Carlos Prieto conducts the LPO at St. Louis Cathedral Wednesday.

There’s another musical treat on the New Orleans menu this week. And making it twice as sweet is the fact that it’s free, thanks to generous sponsors.

“Becoming American: The Musical Journey,” a free concert of regional music through the years, is being presented Jan. 25 by The Historic New Orleans Collection and the Louisiana Philharmonic Orchestra. The time is 7:30 p.m. and the place is St. Louis Cathedral on Jackson Square.

Get there early to make sure you get a seat. Or you can catch a live Internet streaming of the performance on the LPO web site, thanks to a grant from the Mellon Foundation, in partnership with Louisiana State University’s College of Music and Dramatic Arts.

Luckily for us, such musical desserts are abundant in the New Orleans area. Earlier this month, four “Divas of Jazz” – Germaine Bazzle, Betty Shirley, Stephanie Jordan and Rene Marie – thrilled an audience at Lawless Memorial Chapel of Dillard University. This freebie was presented by the New Orleans Jazz & Heritage Foundation, with co-sponsorship by WWOZ radio station and Dillard.

Internationally acclaimed Rene Marie was the headliner, but when the three heroines of Crescent City jazz – Bazzle, Shirley and Jordan – joined, after their individual sets, for a three-part version of “Route 66,” it was a priceless moment to remember.

And I can’t forget the performance of Anais St. John, another homegrown jazz vocalist, at the Freret Market some months ago, when she and her band treated the crowd to an equivalent of her nightclub act. St. John’s “Hip Shakin Mama” number had hips of all ages shaking in the aisles.

And so it goes at so many festivals around the area and throughout the state: Big names star in shows that are free to the public. I repeat: Luckily for us.

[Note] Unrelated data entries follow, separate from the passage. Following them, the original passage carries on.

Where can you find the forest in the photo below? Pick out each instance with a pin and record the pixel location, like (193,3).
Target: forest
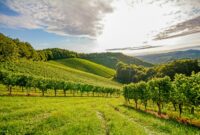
(129,86)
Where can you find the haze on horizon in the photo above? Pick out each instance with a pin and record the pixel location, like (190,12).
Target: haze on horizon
(134,27)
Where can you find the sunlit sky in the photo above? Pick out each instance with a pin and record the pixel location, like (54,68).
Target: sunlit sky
(135,27)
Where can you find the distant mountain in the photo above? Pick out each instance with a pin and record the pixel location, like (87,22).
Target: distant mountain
(110,59)
(170,56)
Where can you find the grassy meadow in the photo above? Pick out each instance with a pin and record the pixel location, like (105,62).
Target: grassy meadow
(56,70)
(88,66)
(82,116)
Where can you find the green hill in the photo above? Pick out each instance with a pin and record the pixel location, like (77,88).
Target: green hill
(111,59)
(55,70)
(87,66)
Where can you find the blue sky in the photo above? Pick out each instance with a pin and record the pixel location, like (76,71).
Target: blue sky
(98,25)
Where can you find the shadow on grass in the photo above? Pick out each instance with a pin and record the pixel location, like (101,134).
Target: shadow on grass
(163,117)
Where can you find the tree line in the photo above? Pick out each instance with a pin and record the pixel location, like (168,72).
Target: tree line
(26,81)
(182,91)
(127,73)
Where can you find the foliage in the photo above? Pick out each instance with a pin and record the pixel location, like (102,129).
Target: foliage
(132,73)
(111,59)
(87,66)
(183,91)
(56,70)
(14,79)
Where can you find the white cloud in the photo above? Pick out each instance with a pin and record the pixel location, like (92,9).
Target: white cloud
(63,17)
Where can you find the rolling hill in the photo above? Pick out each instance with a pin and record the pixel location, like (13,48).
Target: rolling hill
(111,59)
(170,56)
(55,70)
(87,66)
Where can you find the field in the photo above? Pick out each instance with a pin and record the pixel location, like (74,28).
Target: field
(81,116)
(56,70)
(88,66)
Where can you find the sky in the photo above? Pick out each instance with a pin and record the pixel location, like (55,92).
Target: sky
(135,27)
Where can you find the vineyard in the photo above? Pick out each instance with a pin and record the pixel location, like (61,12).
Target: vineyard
(87,66)
(182,94)
(57,91)
(43,84)
(55,70)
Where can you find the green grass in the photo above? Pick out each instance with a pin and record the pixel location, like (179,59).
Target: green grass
(58,71)
(87,66)
(82,116)
(111,59)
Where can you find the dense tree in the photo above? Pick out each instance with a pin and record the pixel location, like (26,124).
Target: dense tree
(160,89)
(145,93)
(8,49)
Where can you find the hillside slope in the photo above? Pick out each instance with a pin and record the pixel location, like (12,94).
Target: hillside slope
(55,70)
(166,57)
(87,66)
(111,59)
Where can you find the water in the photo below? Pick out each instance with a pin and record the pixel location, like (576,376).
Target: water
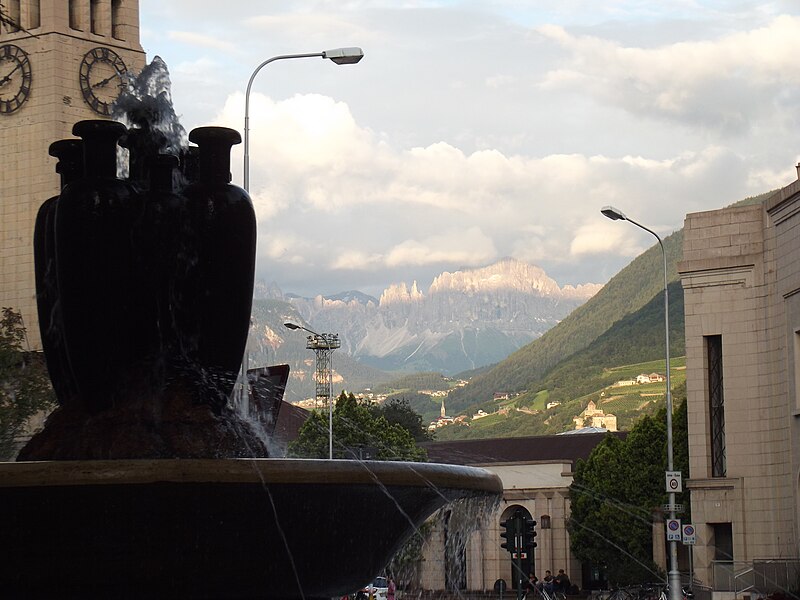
(147,106)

Wednesday’s free LPO concert “will trace the evolution of regional musical tastes from the early 19th century to the modern age,” says the co-presenting Collection’s website (www.hnoc.org). “An affinity for European masters, including familiar names like Beethoven and Bellini, melded with Caribbean and African influences over time to introduce a brand-new style: jazz.”

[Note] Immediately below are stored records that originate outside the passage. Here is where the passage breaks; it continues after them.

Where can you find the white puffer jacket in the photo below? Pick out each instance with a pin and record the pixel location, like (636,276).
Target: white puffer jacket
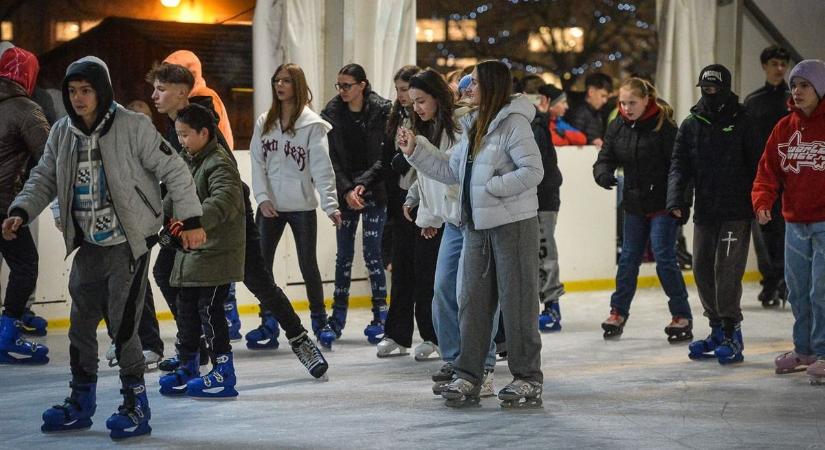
(506,170)
(287,169)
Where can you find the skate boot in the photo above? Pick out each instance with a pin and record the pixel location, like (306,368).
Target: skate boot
(388,347)
(32,324)
(790,362)
(16,350)
(425,351)
(233,320)
(705,348)
(521,394)
(323,332)
(266,335)
(460,393)
(151,360)
(488,387)
(769,295)
(442,378)
(679,330)
(550,318)
(614,325)
(219,383)
(816,372)
(309,355)
(730,350)
(375,330)
(75,413)
(338,320)
(132,417)
(174,384)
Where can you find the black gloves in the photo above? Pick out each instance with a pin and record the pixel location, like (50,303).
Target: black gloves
(606,180)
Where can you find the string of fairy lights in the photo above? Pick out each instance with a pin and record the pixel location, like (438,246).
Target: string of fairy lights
(603,16)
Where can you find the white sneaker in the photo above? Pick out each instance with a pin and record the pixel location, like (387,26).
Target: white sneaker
(488,388)
(111,355)
(151,360)
(425,350)
(387,347)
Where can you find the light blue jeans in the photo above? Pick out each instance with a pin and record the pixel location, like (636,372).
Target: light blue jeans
(805,276)
(445,298)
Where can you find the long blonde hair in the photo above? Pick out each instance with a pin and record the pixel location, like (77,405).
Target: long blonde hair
(643,88)
(303,96)
(495,84)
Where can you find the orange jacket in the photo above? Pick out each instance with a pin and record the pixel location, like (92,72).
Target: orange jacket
(189,60)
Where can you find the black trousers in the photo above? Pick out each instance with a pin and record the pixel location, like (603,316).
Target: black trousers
(21,256)
(413,277)
(200,310)
(720,253)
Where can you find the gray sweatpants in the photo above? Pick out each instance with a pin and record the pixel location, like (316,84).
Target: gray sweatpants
(500,269)
(106,277)
(550,287)
(720,253)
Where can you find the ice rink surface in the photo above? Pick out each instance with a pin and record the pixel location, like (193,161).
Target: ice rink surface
(638,392)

Featured performers will include LPO principal conductor Carlos Miguel Prieto, classical pianist Peter Collins, jazz pianist James Dapogny, local anchor Angela Hill as narrator, St. Louis Cathedral young-artist-in-residence and organist Thomas Ospital, and soprano Alissa Rowe.

The project is sponsored in part by the National Endowment for the Arts, Entergy, and Muriel’s Jackson Square.